# Debt Data Time Series

This script seeks to grab the subset of relevant variables from each year, so that we have a set across all years that can be readily merged with the TEL/ACS data.

In [2]:
import numpy as np
import pandas as pd
from pandas import Series, DataFrame
import glob

## What are the common variables?

The first thing we will do is see if we can get what we need from just the common variables across all sets.  There are a few reasons why variables may not align every year:

1. Reuters doesn't offer the entire set of variables every year;
2. Variable names with long words may have been hyphenated in different ways across years;
3. If variables appeared more than once, the parsing routine appended the variable position to the name to create a unique variable.  If the position varies across years, so will the variable name.

To grab the columns in lightweight fashion, we will just read in the first couple lines for each set.

In [8]:
files[0][13:-4]

'1988to1989'

In [11]:
#Grab list of files
files=glob.glob('../debt_data/*.csv')

#Create a dictionary to hold columns from each year
col_dict={}

#For each file...
for f in files:
    #...read in the first couple rows...
    tmp_df=pd.read_csv(f,nrows=2)
    #...capture the columns...
    col_dict.update({f[13:-4]:list(tmp_df.columns)})
    #...and dump the partial data set
    del tmp_df
    
#Create a container for the variable sets within each file
var_sets=[]

#For each file...
for f in col_dict.keys():
    #...add the variable set to var_sets
    var_sets.append(set(col_dict[f]))
    
#Capture the intersection of variables across all years
common_vars=sorted(list(set.intersection(*var_sets)))

print 'There are '+str(len(common_vars))+' variables common to all sets.'
print common_vars

There are 254 variables common to all sets.
['# of Mgrs', '$ Amount of Highest Cpn Maturity', '144A FLAG', '501c3', '8-Digit CUSIP25', '8-Digit CUSIP26', 'Accumulator Amt ($ Mil)', 'All Use of Proceeds (Code)', 'All Use of Proceeds (Desc)', 'All Use of Proceeds (Number)', 'Amount at Maturity ($ mils)', 'Amount of Final Maturity ($mils)', 'Amount of Issue ($ mils)', 'Amount of Maturity ($ mils)', 'Ant- ici- pa- tion Type', 'Asset Backed Indicator Flag (Y/N)', 'Auction Rate', 'Aver- age Life', 'Average Take Down', 'Bank Qual', 'Beginning Price/ Yield', 'Beginning Serial Coupon', 'Beginning Serial Maturity', 'Bid', 'Bk Elig', 'Bk En- try', 'Bnk Mgd', 'Bond Buyer ALL UOP', 'Bond Buyer GO Index', 'Bond Buyer Region118', 'Bond Buyer Region119', 'Bond Buyer Rev.

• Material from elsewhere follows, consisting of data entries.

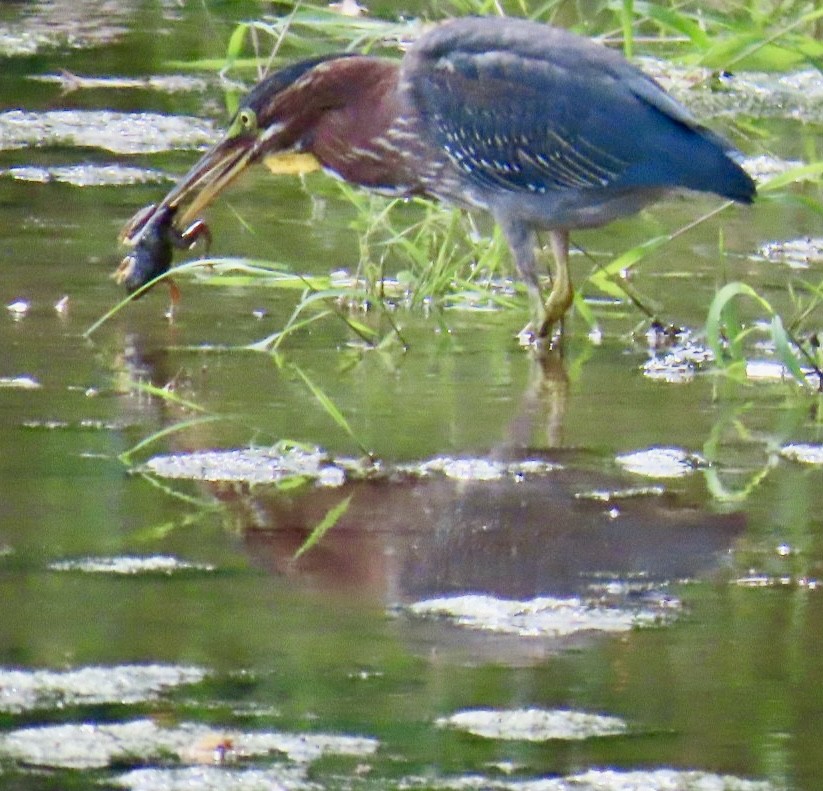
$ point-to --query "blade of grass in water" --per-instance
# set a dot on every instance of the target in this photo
(332, 517)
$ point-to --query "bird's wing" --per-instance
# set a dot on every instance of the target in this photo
(533, 109)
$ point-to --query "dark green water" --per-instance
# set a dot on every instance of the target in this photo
(727, 558)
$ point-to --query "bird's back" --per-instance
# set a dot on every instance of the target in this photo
(526, 112)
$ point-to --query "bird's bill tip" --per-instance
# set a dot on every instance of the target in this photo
(207, 178)
(212, 173)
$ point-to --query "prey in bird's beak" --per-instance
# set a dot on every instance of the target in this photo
(257, 133)
(153, 231)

Index', 'Bond Buyer UOP142', 'Bond Buyer UOP143', 'Bond Buyer UOP30', 'Bond Counsel Deal(Y/N)', 'CD-ROM Number', 'CUSIP of Insti- tutional Backer', 'Call Date', 'Call Issue', 'Call Price', 'Callable at Par', 'Co-Managers', 'Comb. Gros

Ok, we are looking for aggregations of debt by county.  In particular, we want to capture activity by concepts:

1. Type of Debt (General Obligation or Revenue; latter can be split by )
2. Issuer Type (General purpose gov, school district, special district, or private entity)
3. Purpose of the Issue
4. Volume of Issue

For the latter two, we also want variables that split out GO versus revenue bonds.  For example, we would want to know the volume of GO debt issued by general purpose jurisdictions, or the revenue debt issued in service of transportation infrastructure.  The following table maps concepts to variables.

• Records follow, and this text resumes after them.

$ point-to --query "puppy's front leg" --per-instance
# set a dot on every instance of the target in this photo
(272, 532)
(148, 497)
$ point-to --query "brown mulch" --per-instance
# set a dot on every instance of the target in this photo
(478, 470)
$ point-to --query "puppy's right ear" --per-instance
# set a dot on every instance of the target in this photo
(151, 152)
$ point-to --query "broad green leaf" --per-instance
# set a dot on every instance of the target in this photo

Concept|Variable|Possible Values
-------|--------|---------------
Debt Type|`Security Type`| GO<br>RV
Issuer Type|`Issuer Type Description`|District<br>City, Town Vlg<br>Local Authority<br>State Authority<br>County/Parish<br>College or Univ<br>State/Province<br>Direct<br>Indian Tribe<br>Co-op Utility
Purpose|`Bond Buyer UOP30`|Development<br>Education<br>Electric Power<br>Environmental Facilities<br>General Purpose<br>Healthcare<br>Housing<br>Public Facilities<br>Transportation<br>Utilities
Volume|`Amount of Maturity (M)`|Continuous
County|`County`|Any county in the US
State|`State`|Any state in the US
Issue Date|`Sale Date`|Continuous (we only need the year)

Fortunately, all of these variables appear in the common set.

In [18]:
#Define required variables
req_vars=['Security Type','Issuer Type Description','Bond Buyer UOP30',\
          'Amount of Maturity ($ mils)','County','State','Sale Date']
print 'All the requisite variables are in the common set:',np.array([var in common_vars for var in req_vars]).all()

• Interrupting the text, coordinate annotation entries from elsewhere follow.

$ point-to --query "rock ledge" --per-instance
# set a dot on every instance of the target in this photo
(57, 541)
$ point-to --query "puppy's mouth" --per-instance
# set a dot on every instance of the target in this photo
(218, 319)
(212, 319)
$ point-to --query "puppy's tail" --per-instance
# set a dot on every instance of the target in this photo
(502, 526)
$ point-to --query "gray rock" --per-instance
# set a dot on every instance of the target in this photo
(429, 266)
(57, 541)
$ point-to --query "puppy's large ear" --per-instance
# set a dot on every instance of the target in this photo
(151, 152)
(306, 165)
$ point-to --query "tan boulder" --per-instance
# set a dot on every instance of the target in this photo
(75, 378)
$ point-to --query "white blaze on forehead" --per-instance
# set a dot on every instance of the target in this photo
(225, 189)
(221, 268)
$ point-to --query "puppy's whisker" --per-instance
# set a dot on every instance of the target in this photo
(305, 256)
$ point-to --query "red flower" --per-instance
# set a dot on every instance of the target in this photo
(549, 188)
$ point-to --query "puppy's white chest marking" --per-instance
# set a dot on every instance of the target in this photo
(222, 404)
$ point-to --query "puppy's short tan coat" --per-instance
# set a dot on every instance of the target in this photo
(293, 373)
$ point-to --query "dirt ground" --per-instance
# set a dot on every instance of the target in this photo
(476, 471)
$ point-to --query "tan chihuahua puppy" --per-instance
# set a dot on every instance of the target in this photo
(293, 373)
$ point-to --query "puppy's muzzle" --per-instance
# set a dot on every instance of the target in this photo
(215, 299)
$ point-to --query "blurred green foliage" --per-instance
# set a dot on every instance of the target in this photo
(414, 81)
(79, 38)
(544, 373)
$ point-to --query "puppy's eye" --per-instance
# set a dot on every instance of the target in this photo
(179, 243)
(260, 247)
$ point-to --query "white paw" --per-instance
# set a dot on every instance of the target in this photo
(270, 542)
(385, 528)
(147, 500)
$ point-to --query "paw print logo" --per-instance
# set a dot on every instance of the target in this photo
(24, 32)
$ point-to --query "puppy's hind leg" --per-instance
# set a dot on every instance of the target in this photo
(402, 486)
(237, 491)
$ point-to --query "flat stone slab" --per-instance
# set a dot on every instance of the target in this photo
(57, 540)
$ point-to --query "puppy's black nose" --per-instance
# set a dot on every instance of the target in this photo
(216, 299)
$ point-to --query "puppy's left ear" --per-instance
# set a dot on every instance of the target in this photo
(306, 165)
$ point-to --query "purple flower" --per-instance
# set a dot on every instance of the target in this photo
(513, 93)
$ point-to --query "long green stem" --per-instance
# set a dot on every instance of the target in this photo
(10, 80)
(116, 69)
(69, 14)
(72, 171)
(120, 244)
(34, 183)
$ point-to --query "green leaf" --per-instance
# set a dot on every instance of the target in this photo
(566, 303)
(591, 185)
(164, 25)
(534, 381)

All the requisite variables are in the common set: True


That makes things easier.  Let's just go ahead and read the data in from all years, keeping only the variables in `req_vars`.

In [24]:
#Create a container for DFs from all years
df_list=[]

#For each file...
for f in files:
    #...throw the subset into df_list
    df_list.append(pd.read_csv(f,usecols=req_vars))
    
#Concatenate all the years together
debt=pd.concat(df_list)

#Convert sale date to datetime
debt['Sale Date']=debt['Sale Date'].apply(lambda x: pd.to_datetime(x))

#Generate a year variable
debt['Year']=debt['Sale Date'].apply(lambda x: x.year)

#Jettison Sale Date
debt.pop('Sale Date')

print debt.info()
debt.head()

<class 'pandas.core.frame.DataFrame'>
Int64Index: 465391 entries, 0 to 36385
Data columns (total 7 columns):
Bond Buyer UOP30               465388 non-null object
Amount of Maturity ($ mils)    465391 non-null object
County                         461215 non-null object
Issuer Type Description        465357 non-null object
State                          465365 non-null object
Security Type                  465391 non-null object
Year                           465391 non-null int64
dtypes: int64(1), object(6)
memory usage: 28.4+ MB
None


Unnamed: 0,Bond Buyer UOP30,Amount of Maturity ($ mils),County,Issuer Type Description,State,Security Type,Year
0,Utilities,0.48,Callaway,District,MO,RV,1988
1,Utilities,0.05,Cass,"City, Town Vlg",MO,RV,1988
2,General Purpose,5.175,Gunnison,District,CO,GO,1988
3,Education,0.273,Clermont/Warren,District,OH,GO,1988
4,Transportation,0.22,Bartholomew,District,IN,GO,1988


We need to merge in FIPS codes, which are conveniently held by Census on a public site.

In [46]:
#Define names for fields
fips_names=['state','fips_st','fips_co','county','unknown']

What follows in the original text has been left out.